Guru di Dompu Siap Turun Jalan, Ancam Demo Besar-besaran Terkait Dugaan Pemblokiran Rekening TPG di BNI



Revolution Dompu. — Ribuan guru di Kabupaten Dompu dikabarkan siap turun ke jalan dan menggelar aksi demonstrasi besar-besaran menyusul dugaan pemblokiran rekening Bank BNI yang digunakan untuk penyaluran Tunjangan Profesi Guru (TPG) tahun 2026.


Gelombang protes para tenaga pendidik itu muncul setelah banyak guru mengeluhkan belum cairnya tunjangan profesi yang menjadi hak mereka.


Rekening Bank BNI yang digunakan sebagai jalur penyaluran TPG disebut mengalami pemblokiran sehingga proses pencairan terhambat.


Kondisi tersebut memicu keresahan besar di kalangan guru, karena TPG merupakan sumber pendapatan penting untuk memenuhi kebutuhan keluarga, biaya pendidikan anak, hingga menunjang aktivitas mengajar sehari-hari.


Persoalan ini mencuat setelah beredarnya surat resmi Dinas Pendidikan Pemuda dan Olahraga (Dikpora) Kabupaten Dompu Nomor 900/3240/Dikpora/2026 tertanggal 5 Mei 2026 yang ditujukan kepada Kepala Bank NTB Syariah Cabang Dompu dan Kepala Bank BNI Cabang Dompu terkait mekanisme pembayaran Tunjangan Profesi Guru tahun 2026.


Dalam surat tersebut ditegaskan bahwa pembayaran TPG dilakukan setiap bulan sesuai ketentuan Peraturan Menteri Pendidikan Dasar dan Menengah Republik Indonesia Nomor 10 Tahun 2026.


Tunjangan profesi diberikan sebesar satu kali gaji pokok dan disalurkan langsung ke rekening guru ASN daerah setelah memenuhi seluruh persyaratan administrasi pemerintah.


Namun di lapangan, sejumlah guru mengaku hingga kini belum menerima hak mereka akibat rekening yang diduga diblokir oleh pihak bank.


“Kami hanya ingin hak kami dibayarkan. Jangan persulit guru dengan persoalan yang tidak jelas. Kalau ini terus dibiarkan, kami siap melakukan aksi besar-besaran,” ujar salah seorang guru kepada media ini.


Para guru mendesak pemerintah daerah dan pihak perbankan segera memberikan penjelasan terbuka terkait status rekening yang terdampak serta memastikan pencairan TPG berjalan normal tanpa hambatan.


Kepala Dinas Dikpora Kabupaten Dompu, Drs. H. Rifaid, M.Pd, menegaskan bahwa penyaluran TPG tahun 2026 telah dilakukan sesuai petunjuk teknis pemerintah pusat dan dibayarkan setiap bulan.


Ia berharap adanya koordinasi dan kerja sama yang baik antara pemerintah daerah dan pihak perbankan agar hak para guru tidak terhambat.


Sementara itu, anggota Komisi II DPRD Dompu, Drs.
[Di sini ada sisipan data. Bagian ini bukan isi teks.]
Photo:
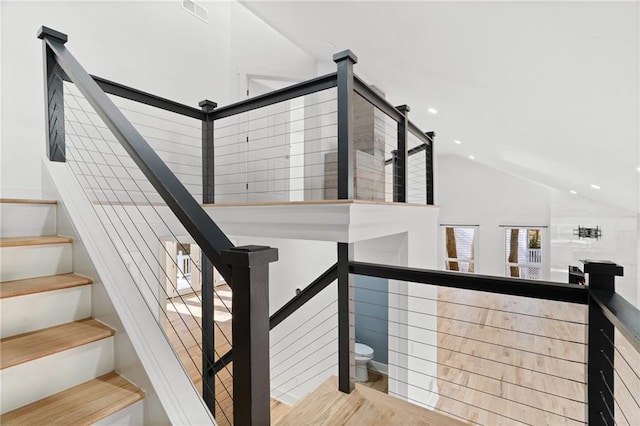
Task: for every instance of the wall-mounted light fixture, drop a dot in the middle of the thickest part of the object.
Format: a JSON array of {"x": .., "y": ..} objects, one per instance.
[{"x": 588, "y": 232}]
Muhammad Yamin, turut menyampaikan keprihatinannya atas persoalan tersebut. Ia menilai dugaan pemblokiran rekening yang berdampak pada keterlambatan pencairan TPG harus segera diselesaikan.


“Setelah kami hubungi pihak bank, pimpinan Cabang BNI Dompu tidak berani memberikan keterangan dan hanya mengarahkan ke pimpinan pusat,” ujarnya.
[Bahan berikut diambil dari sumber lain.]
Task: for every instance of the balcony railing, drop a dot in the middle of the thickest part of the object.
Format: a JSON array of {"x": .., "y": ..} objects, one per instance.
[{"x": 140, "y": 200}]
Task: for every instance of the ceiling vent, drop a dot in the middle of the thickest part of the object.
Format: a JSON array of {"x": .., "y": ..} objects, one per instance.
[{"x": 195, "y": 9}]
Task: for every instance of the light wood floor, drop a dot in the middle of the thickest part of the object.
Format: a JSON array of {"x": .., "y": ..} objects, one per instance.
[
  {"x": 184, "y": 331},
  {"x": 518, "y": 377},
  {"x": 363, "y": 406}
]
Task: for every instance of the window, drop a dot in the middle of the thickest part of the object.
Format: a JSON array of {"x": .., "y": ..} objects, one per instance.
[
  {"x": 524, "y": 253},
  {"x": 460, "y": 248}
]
Pada Kamis, 8 Mei 2026, pimpinan Cabang BNI Dompu, Suryawan, juga didatangi awak media di ruang kerjanya. 


Namun ia belum memberikan penjelasan resmi terkait dugaan pemblokiran rekening tersebut dan menyebut persoalan itu menjadi kewenangan pihak BNI pusat.


Hingga berita ini diterbitkan, para guru masih menunggu kepastian terkait pencairan TPG mereka.


Jika tidak ada langkah konkret dari pihak terkait, para guru penerima TPG di Kabupaten Dompu menegaskan akan menggelar aksi demonstrasi besar-besaran sebagai bentuk protes terhadap dugaan pemblokiran rekening yang dinilai merugikan para tenaga pendidik.